The U.S. dollar was steady against major currencies on Friday. Traders were waiting for key U.S. jobs data, expecting that it will shed light on the strength of economic recovery from the Covid-19 pandemic.
Thus far, the dollar has managed to stop its recent slide. However, analysts warn that sentiment remains weak due to worries about the strength of U.S. economic growth. Speculation that the Federal Reserve will keep rates low for a very long time doesn’t help the matters.
Junichi Ishikawa, the senior foreign-exchange strategist at IG Securities in Tokyo, stated that the greenback has rebounded against the Euro and could continue to increase a little more.
Despite that, he thinks that the dollar will fall again, along with yields because the Fed seems ready to stick with low-interest rates. However, stocks may rise.
The dollar index saw some change at 92.774 against a basket of six major currencies on Friday. The greenback traded at 0.9099 Swiss francs. And the currency stood at 106.18 against the Japanese yen. The U.S. currency’s downtrend may continue for at least another three months due to the outlook for the Fed’s monetary policy.

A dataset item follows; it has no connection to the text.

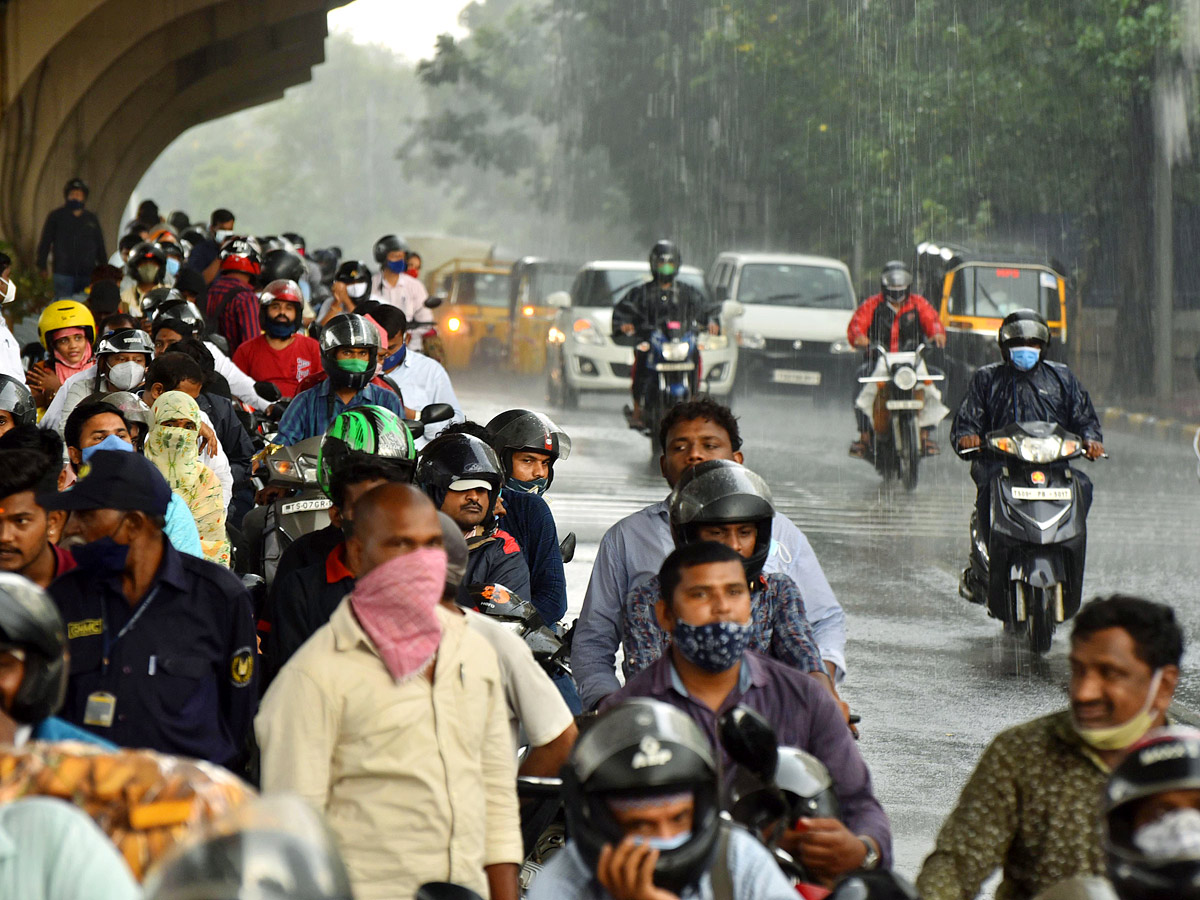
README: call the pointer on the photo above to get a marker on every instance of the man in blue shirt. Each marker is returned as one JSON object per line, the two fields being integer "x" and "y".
{"x": 163, "y": 653}
{"x": 349, "y": 352}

How did the Euro and the Sterling fare?
The Euro was also in focus as investors were on the lookout for the data on German industrial orders, which is due soon. It could provide more clues about the eurozone economy.
Against the common currency, the dollar traded at $1.1849 on Friday. Meanwhile, the British pound was at $1.3281. It retreated from its highest level in nearly a year due to a lack of progress in trade negotiations between the European Union and Britain.
The Antipodean currencies initially declined slightly. Investors lost confidence as a sell-off in U.S. tech shares hit Asian stocks. Despite that, the looming U.S. jobs data brought traders back to a more measured posture.
The Australian dollar steadied at $0.7272 on Friday, supported after local retail sales accelerated in July. The New Zealand dollar erased some losses to trade to $0.6706.